I made a pointed glance around the tavern and said, “You should know better than anyone that life throws you curveballs.”

He glanced away as if I’d struck him, and I instantly wanted to take it back. I reached out, my hand settling on his bicep. “I’m sorry. Not just for my words but about your?—”

“What the hell, Rory?” He yanked my wrist up to his face where he examined the bruises that were now turning an ugly shade of green. “Who hurt you? Was it that guy out front?”

He dropped my hand and strode toward the end of the hall, forcing me to jog after him. I didn’t know if it pissed me off or thrilled me that even now, all these years later, he instantly wanted to protect me. It was wrong, wasn’t it? To have those feelings? Those screwed-up threads that had somehow tied us together?

I grabbed his arm, yanking him to a halt. “No. Geez, Gage. Don’t go all he-man. I just met Luis tonight. He’s Shay’s boyfriend’s friend.”
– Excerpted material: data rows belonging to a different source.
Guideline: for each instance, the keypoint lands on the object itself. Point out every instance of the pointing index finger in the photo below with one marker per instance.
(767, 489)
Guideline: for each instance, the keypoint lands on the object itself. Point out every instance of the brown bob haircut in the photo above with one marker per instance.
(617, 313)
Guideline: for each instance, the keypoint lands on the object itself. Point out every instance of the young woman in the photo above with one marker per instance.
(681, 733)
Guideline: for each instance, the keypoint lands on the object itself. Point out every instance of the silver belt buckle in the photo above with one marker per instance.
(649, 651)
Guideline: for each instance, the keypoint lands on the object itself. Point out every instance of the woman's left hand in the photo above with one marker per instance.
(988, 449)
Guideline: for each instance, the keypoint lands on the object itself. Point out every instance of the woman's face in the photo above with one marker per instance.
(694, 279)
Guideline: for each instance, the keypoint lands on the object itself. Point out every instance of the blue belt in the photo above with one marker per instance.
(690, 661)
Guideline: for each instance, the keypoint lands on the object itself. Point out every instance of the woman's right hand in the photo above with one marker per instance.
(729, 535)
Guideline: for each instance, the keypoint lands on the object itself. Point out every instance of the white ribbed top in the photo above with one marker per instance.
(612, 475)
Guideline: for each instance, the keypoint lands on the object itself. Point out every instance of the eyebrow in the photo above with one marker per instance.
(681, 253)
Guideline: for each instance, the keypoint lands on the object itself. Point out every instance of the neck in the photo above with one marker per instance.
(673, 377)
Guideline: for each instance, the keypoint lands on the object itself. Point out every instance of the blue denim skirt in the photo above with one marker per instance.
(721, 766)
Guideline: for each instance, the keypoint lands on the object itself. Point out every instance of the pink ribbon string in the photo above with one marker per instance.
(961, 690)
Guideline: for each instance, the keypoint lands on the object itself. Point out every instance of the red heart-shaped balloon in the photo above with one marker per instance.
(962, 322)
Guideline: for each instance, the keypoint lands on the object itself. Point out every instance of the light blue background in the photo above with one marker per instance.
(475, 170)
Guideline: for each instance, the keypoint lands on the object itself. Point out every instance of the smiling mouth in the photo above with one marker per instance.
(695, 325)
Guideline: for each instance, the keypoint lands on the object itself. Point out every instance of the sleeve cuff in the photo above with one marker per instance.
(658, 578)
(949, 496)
Gage turned his stormy eyes on me. Eyes that had always seen through me.

“So, some other guy did that to you?”

I crossed my arms over my chest. To my surprise and delight, his gaze fell to the swell of my breasts peeking over the neckline of my tank before it jerked back to my face.

“Just an altercation with a sleazebag cheater,” I told him. “Don’t worry—he ended up looking worse.” And he had. The guy had ended up with a stun gun mark and my boot imprint on hisback. He’d be remembering me for longer than my paltry bruises would last.

“A cheater?” Gage’s face was a furrow of confusion before the realization dawned. “You’re working with your mom?”

I opened my mouth to respond just as two bodies came flying out of the men’s room. Two college kids—one guy with another in a headlock. They rammed into the wall, making the old paintings rattle and shake.

“You fucking asshole.” The one in the headlock grunted, reaching up to try and free himself.

“Stay the fuck away from her,” the other man barked.

“Hey, break it up!” Gage growled, his deep voice booming around the darkened space.

In one smooth move, he pulled the two of them apart and shoved the first one toward the exit leading to the parking lot out back. The guy who’d just been released from the headlock went after them and would have started slinging fists at Gage if I hadn’t stepped forward, grabbed his arms, and twisted them behind his back.

“What the hell?” he said, trying to turn around to get a look at me, but I’d been trained to handle exactly these kinds of situations. I pulled up, putting pressure on his shoulders and propelling him in the same direction.

“Both of you cool your jets and take off before I call the cops,” Gage thundered, giving the kid he’d hauled out of the bar a shove that sent him sprawling onto the pavement.

I let go of my guy, but instead of stepping away, he rounded on me, swinging. The surprise of it hurt more than the fist barely grazing my face.

“Did you just fucking hit her?!” Gage roared. He shoved the guy in the chest so hard his back hit the ancient stone of the building’s exterior. Before I blinked, Gage had his forearm shoved into the man’s windpipe.

“She assaulted me first,” the man choked out.

The kid Gage had tossed to the street got to his feet. “This is fucked up. I’m out of here. Just stay the hell away from Suzie.” And he scrambled away in the dark.